Brandon Nowalk of The A.V. Club gave the episode a "B" grade and wrote, "Certainly The Knick isn't breaking new ground centering on a badly behaved straight white male protagonist. The writers found a new drug and a new sexual provocation, but Thack's not so different from the work genius/home slobs on all the other channels. Even the regular flashbacks to a mentor resemble Tommy Gavin's hallucinations on Rescue Me. What 'Mr. Paris Shoes' adds to the complaint mix is the frustrating serialization of the antihero drama. It launches a bunch of ships but only one makes anything like a journey within the episode. Steven Soderbergh told The Daily Beast, 'I very much viewed [the season] as a 10-hour film.' More power to him, but this thing is presented in 10 installments."

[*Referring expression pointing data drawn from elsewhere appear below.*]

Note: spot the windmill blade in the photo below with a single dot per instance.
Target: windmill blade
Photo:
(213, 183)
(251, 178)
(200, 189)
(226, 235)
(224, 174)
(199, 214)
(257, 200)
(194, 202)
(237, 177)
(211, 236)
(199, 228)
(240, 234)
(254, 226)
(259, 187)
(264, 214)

Debbie Day of Entertainment Weekly wrote, "Two episodes in, The Knick must prove to the audience why we should care about these characters and their challenges. So far the Cinemax show has received critical acclaim on par with Boardwalk Empire and Gangs of New York. But in a TV landscape that is populated with a fantastical universe like HBO's juggernaut Game of Thrones or historical science fiction like promising Starz series Outlander, can these Knick characters hold up? 'Mr. Paris Shoes' indicates yes — the flood lamps are turned on the players, exposing soft underbellies, torn seams, and frayed edges, as standout conflicts slowly emerge and present themselves as full-on personal battles." Keith Uhlich of Vulture gave the episode a perfect 5 star rating out of 5 and wrote, "One of the great joys of drama is that we're frequently able to glimpse the disparate existences that are off limits to the other players. We get to see the disguises each character wears, the behaviors they affect and the habits they follow, even when hiding in plain sight." Steve MacFarlane of Slant Magazine wrote, "The most involving scenes in 'Mr. Paris Shoes' tend to be the ones that are-without being wordless, obviously-not what they call 'dialogue scenes.'"

Gerri Mahn of Den of Geek gave the episode a 4 star rating out of 5 and wrote, "Tonight's episode is definitely a step up from the last. Soderbergh, who directed the entire season, has toned down the jarring music and woven color seamlessly throughout the sets. Scenes of Thackery in his office with Lucy, and then later in the opium den are quite similar in that they are dark and practically steaming with atmosphere." Robert Ham of Paste gave the episode a 9.1 out of 10 and wrote, "Viewed from a distance of 114 years, all those interactions feel downright deplorable, fictional though they are... we are given a stark look at race relations, which might have been otherwise ignored on another show."